Nevertheless, the occurrence of the hiatus in GMST trend during the past 15 years raises the two related questions of what has caused it and whether climate models are able to reproduce it. Figure 9.8 demonstrates that 15-year-long hiatus periods are common in both the observed and CMIP5 historical GMST time series (see also Section 2.4.3, Figure 2.20; (Easterling and Wehner, 2009), (Liebmann et al., 2010)). However, an analysis of the full suite of CMIP5 historical simulations (augmented for the period 2006–2012 by RCP4.5 simulations, Section 9.3.2) reveals that 111 out of 114 realisations show a GMST trend over 1998–2012 that is higher than the entire HadCRUT4 trend ensemble (Box 9.2 Figure 1a; CMIP5 ensemble-mean trend is 0.21 ºC per decade). This difference between simulated and observed trends could be caused by some combination of (a) internal climate variability, ( missing or incorrect radiative forcing, and © model response error. These potential sources of the difference, which are not mutually exclusive, are assessed below, as is the cause of the observed GMST trend hiatus.
(a) Internal Climate Variability
Hiatus periods of 10–15 years can arise as a manifestation of internal decadal climate variability, which sometimes enhances and sometimes counteracts the long-term externally forced trend. Internal variability thus diminishes the relevance of trends over periods as short as 10–15 years for long-term climate change (Box 2.2, Section 2.4.3).
Furthermore, the timing of internal decadal climate variability is not expected to be matched by the CMIP5 historical simulations, owing to the predictability horizon of atmost 10–20 years (Section 11.2.2; CMIP5 historical simulations are typically started around nominally 1850 from a control run). However, climate models exhibit individual decades of GMST trend hiatus even during a prolonged phase of energy uptake of the climate system (e.g., Figure 9.8, (Easterling and Wehner, 2009; Knight et al., 2009)), in which case the energy budget would be balanced by increasing subsurface-ocean heat uptake (Meehl et al., 2011; Guemas et al., 2013; Meehl et al., 2013a).
Owing to sampling limitations, it is uncertain whether an increase in the rate of subsurface-ocean heat uptake occurred during the past 15 years (Section 3.2.4).
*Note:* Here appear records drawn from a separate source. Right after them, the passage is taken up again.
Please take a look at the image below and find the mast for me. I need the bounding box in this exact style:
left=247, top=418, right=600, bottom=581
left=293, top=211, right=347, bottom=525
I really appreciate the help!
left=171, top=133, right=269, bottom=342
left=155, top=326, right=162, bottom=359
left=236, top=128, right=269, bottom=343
However, it is very likely2 that the climate system, including the ocean below 700 m depth, has continued to accumulate energy over the period 1998–2010 (Section 3.2.4, Box 3.1). Consistent with this energy accumulation, global-mean sea level has continued to rise during 1998–2012, at a rate only slightly and insignificantly lower than during 1993–2012 (Section 3.7). The consistency between observed heat-content and sea-level changes yields high confidence in the assessment of continued ocean energy accumulation, which is in turn consistent with the positive radiative imbalance of the climate system (Section 8.5.1; Section 13.3, Box 13.1). By contrast, there is limited evidence that the hiatus in GMST trend has been accompanied by a slower rate of increase in ocean heat content over the depth range 0–700 m, when comparing the period 2003–2010 against 1971–2010. There is low agreement on this slowdown, since three of five analyses show a slowdown in the rate of increase while the other two show the increase continuing unabated (Section 3.2.3, Figure 3.2).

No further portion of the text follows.